To get this cloth-like substance, the birds visit the sweet-fern stalks of the pasture sides, pulling off the woolly furze bit by bit, until a beakful is gathered. Then they make a trip to the brooks, especially in early spring, where they wake up the catkins on the pussy-willows and get loads of the soft fur. Oh, the secrets the pussy-willows know, about bird and bat and butterfly cocoon, and other winged people that frolic in their shadows! They could tell you exactly how many beakfuls of pussy fur it takes to weave a crib blanket for a yellow warbler's nest. Whole nests are made of it sometimes; for the warbler loves to gather one particular kind of material for a nest if sh& comes across enough of it in one spot. That is why they build so rapidly, always getting it done in a hurry. They love big loads of anything, and the male shows his mate where she can find it with the least trouble. In places where sheep pasture, rubbing against trees and catching their sides into thorns and sticks at every turn, the yellowbird gathers the wool. She likes this particularly, as it is light and clings to itself, and she can carry large quantities at one trip.

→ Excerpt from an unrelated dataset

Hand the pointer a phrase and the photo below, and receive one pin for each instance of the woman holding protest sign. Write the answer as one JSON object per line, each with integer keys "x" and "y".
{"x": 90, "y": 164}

The happy boy or girl who has a pasture near by home is rich. There is nothing like a pasture to study nature in, especially birds. A wood lot with trees of all sizes in it, a cranberry bog, a huckleberry patch, a maple grove, a sweet-fern corner, with snake vines running at random among young brakes—ah! this is the spot of all the world for nature-lovers and birds. One can part the bushes and find a warbler's nest most anywhere. One can peer up into the treetops and find another. In the treetops the nest is fastened securely, be it where the winds have a habit of blowing through their fingers when it isn't necessary. But birds and winds are fair play-fellows and seldom interfere with one another.
Here, in southern California, we have little wind, if any, in the days of the summer yellowbird. So nests are often set in a crotch without a bit of fastening.
Two years ago a pair came to the house grounds, the first we had seen so near. We wondered what they would nest with first, knowing their disposition to take the material close at hand. We knew they strip the down from the backs of the sycamores in the mountain cañons, and gather bits of wool fiber from tree trunks, or ravel lint from late weed stems in the arroyos. So we anticipated and shook loose cotton-batting in a bush. No sooner did father yellowbird spy the fluffy, white stuff than he brought madam, and she was delighted. This cotton could be pulled by beakfuls, and an afternoon or two would make the entire nest.
And they used it, not getting another thing save some gray hairs from a lady's head, which in combing had escaped, and were saved on purpose for the birds.
The nest was placed in the crotch of a pepper-tree, just out of reach of tiptoe inquirers. Just one pinch of cotton above another until the cup was deep and true to the shaping of the mother's breast, she turning round and round after the manner of nest-builders. Through the layers ran separate hairs which held the cotton in shape.
It was a beautiful thing, that nest, even after it had served its purpose, and we took it down when the birds had flown. That was a mistake of ours. It was before we had come to know it is better to leave old nests undisturbed. Many birds love to return the coming season and repair last year's structures.
When the following summer came, and the yellowbirds returned from their winter in Mexico, they went straight to the same old tree. They crept up and down the trunk, peering into all the crotches, and criticising every place where a nest might have been. Perhaps a single speck of the cotton had 'remained and served for "a pointer"; anyway, the birds located the exact spot and went to work without more ado.